Primary insurers that work with Transamerica Reinsurance can choose to use part of the system, but Dorans recommends taking on the entire offering. Many insurers are still converting paper records to digital images when they could take the additional step of converting the records to data ready for manipulation.

Some primary insurers hesitate to invest in the changes required to their basic IT systems to accommodate the system, Dorans acknowledges. Only six primary carriers, less 10% of the reinsurers' clients, have fully committed to the system, he says. Yet, two more primary insurers appear likely to sign up, according to Dorans, and Transamerica Reinsurance and MajescoMastek can now bring newcomers up to speed within four months, Stockwell says.

Ed McKinley is a freelance business writer based in Chicago.

(c) 2009 Insurance Networking News and SourceMedia, Inc. All Rights Reserved.

Technology and Standards

As reinsurers and reinsurance brokers have become more acutely aware of the importance of amassing, interpreting and transferring data, the underlying technology and standards have been evolving, too, says Peter Marotta, enterprise data administrator for ISO Inc., a Jersey City, N.J.-based provider of risk information.

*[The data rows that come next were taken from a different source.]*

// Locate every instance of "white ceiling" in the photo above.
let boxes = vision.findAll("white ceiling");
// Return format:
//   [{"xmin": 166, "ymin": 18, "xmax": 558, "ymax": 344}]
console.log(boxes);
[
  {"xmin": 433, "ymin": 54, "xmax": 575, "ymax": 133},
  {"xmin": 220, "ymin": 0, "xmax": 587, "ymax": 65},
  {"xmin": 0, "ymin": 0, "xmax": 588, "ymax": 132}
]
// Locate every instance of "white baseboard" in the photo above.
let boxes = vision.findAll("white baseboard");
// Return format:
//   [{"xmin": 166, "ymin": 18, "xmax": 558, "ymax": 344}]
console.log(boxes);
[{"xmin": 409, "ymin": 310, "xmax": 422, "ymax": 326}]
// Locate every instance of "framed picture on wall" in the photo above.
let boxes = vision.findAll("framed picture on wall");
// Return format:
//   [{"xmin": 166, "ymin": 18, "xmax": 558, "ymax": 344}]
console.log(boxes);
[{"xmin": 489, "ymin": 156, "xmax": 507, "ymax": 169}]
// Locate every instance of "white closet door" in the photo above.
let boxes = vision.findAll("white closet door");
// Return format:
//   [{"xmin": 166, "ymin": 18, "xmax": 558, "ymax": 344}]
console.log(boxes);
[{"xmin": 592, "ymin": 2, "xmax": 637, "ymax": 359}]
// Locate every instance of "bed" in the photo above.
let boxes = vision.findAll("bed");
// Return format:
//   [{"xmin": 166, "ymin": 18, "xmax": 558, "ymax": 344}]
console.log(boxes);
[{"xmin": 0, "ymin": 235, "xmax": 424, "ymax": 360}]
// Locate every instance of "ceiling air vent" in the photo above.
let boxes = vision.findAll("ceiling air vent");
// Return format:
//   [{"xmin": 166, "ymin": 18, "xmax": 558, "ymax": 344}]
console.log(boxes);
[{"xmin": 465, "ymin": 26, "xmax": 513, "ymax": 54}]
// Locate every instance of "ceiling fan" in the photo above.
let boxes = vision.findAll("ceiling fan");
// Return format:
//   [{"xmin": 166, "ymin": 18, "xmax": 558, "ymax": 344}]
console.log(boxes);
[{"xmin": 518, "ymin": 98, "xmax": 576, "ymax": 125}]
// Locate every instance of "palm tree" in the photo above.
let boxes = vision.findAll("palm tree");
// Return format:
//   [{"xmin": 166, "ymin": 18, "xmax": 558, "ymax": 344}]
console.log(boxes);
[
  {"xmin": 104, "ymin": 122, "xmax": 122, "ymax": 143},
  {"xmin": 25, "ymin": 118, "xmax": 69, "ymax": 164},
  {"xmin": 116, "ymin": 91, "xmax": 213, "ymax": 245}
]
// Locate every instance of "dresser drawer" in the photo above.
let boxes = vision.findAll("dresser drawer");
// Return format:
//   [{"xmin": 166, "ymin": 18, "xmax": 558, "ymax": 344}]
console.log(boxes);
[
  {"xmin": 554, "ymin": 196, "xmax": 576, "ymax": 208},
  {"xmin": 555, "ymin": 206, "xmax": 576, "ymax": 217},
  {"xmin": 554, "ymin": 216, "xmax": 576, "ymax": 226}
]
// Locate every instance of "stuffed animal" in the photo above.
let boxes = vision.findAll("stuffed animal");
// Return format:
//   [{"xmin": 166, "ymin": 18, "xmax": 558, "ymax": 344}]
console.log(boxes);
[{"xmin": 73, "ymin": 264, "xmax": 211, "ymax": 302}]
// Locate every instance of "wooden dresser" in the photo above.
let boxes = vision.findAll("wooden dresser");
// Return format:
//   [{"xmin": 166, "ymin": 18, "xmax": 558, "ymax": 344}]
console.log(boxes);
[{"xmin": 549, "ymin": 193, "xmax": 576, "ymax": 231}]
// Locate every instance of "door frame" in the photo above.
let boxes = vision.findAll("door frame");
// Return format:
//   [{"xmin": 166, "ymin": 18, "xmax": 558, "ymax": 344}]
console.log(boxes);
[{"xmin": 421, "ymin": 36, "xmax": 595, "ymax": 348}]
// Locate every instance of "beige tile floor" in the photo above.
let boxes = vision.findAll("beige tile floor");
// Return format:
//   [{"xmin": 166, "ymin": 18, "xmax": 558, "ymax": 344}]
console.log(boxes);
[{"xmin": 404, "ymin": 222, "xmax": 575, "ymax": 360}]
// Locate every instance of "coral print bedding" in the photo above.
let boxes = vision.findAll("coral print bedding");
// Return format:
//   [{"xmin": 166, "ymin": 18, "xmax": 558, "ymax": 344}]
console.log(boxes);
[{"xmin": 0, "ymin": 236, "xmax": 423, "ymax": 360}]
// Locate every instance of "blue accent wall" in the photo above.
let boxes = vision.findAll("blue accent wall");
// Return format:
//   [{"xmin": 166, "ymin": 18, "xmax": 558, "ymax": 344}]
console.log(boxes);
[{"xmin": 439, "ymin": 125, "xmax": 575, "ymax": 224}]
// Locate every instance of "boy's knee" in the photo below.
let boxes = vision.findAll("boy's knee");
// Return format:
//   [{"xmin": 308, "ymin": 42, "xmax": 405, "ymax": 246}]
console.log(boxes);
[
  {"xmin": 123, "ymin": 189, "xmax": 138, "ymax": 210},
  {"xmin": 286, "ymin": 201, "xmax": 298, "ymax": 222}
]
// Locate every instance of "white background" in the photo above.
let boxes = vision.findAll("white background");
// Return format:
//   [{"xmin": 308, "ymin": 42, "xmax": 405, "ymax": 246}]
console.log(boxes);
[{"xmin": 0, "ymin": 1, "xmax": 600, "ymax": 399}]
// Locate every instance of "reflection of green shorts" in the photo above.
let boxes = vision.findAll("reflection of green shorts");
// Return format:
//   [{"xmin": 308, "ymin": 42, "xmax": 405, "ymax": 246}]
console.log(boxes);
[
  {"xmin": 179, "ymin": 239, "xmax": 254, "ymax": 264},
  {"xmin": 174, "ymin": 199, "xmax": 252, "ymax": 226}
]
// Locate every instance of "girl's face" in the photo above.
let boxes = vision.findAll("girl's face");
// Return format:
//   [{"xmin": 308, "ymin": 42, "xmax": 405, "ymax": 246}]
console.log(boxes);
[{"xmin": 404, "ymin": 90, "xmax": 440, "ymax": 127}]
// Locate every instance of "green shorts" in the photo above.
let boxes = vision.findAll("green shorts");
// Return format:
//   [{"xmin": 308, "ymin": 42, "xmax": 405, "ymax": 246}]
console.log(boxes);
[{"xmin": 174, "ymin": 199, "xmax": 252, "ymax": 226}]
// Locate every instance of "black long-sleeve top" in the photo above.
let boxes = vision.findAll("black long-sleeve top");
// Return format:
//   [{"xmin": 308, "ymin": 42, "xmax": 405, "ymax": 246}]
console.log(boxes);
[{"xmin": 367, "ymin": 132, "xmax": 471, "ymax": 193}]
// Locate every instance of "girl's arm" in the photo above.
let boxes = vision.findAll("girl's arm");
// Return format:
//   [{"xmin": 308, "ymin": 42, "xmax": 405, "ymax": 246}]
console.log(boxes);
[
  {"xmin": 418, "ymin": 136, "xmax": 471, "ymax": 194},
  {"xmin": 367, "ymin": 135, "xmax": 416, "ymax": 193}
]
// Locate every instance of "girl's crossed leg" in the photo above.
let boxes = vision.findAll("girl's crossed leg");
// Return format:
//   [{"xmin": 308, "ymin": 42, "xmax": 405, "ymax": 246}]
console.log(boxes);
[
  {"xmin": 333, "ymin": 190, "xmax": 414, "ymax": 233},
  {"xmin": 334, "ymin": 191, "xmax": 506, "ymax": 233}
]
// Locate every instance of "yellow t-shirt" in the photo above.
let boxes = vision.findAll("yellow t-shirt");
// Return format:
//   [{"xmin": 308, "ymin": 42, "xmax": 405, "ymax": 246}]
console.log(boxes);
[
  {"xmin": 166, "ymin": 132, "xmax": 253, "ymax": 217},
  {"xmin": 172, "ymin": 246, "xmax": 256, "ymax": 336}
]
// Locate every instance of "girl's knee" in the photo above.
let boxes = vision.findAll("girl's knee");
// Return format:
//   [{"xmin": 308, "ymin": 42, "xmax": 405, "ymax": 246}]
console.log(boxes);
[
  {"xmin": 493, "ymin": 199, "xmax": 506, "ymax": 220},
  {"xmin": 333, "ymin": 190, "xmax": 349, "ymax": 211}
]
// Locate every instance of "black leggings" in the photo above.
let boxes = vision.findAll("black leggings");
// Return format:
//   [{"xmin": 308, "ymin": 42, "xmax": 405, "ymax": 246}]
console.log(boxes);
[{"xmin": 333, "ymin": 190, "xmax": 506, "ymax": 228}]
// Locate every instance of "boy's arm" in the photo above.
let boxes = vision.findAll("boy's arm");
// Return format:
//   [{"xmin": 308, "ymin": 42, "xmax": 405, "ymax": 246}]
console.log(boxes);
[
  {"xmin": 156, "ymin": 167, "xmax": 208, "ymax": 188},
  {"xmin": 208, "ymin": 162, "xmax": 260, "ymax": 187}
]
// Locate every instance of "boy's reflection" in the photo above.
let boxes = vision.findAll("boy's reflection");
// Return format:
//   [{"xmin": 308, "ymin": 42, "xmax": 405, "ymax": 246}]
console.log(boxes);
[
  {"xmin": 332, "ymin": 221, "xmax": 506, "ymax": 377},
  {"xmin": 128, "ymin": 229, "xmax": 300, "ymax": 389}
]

Cat modeling, data analytics and geographic information systems, or GIS, are the overlapping methodologies that provide and feed off of better data, says Marotta. Most companies turn to vendors for cat modeling instead of developing the software in-house, he says, adding that many insurers buy more than one system so they can compare the results. Boston-based AIR WorldWide Corp., a company affiliated with ISO, began offering cat modeling software in 1987, when its founder saw no single company had broad enough experience to single-handedly understand hurricanes, earthquakes, terror attacks and other disasters, says Bill Churney, VP of business development at AIR Worldwide.

Better data and better analysis of the data matter most when companies can exchange that information well. That's where standards can help. The two-fold Reinsurance Large Commercial Standard helps companies speak the same "language" when exchanging data, says Lloyd Chumbley, VP for standards at Pearl River, N.Y.-based ACORD.

On one hand, the standards specify consistent technical parameters, making sure, for example, that two trading partners use the same set of Web services definitions. On the other, the standards define business terms so that all companies define a particular roofing material the same way.

ACORD updates the standards as technology evolves and the industry's understanding of risk improves, Chumbley says. "After 9/11, for instance, it became very important to understand not just the location of a risk, but what floor they're on," says Chumbley. "The technology side tends to be more stable."

Companies tend to adopt the standards when they update IT infrastructure, or when they start working with new trading partners that are committed to the standards process, Chumbley says, noting that "no one goes out and updates their systems just to meet standards."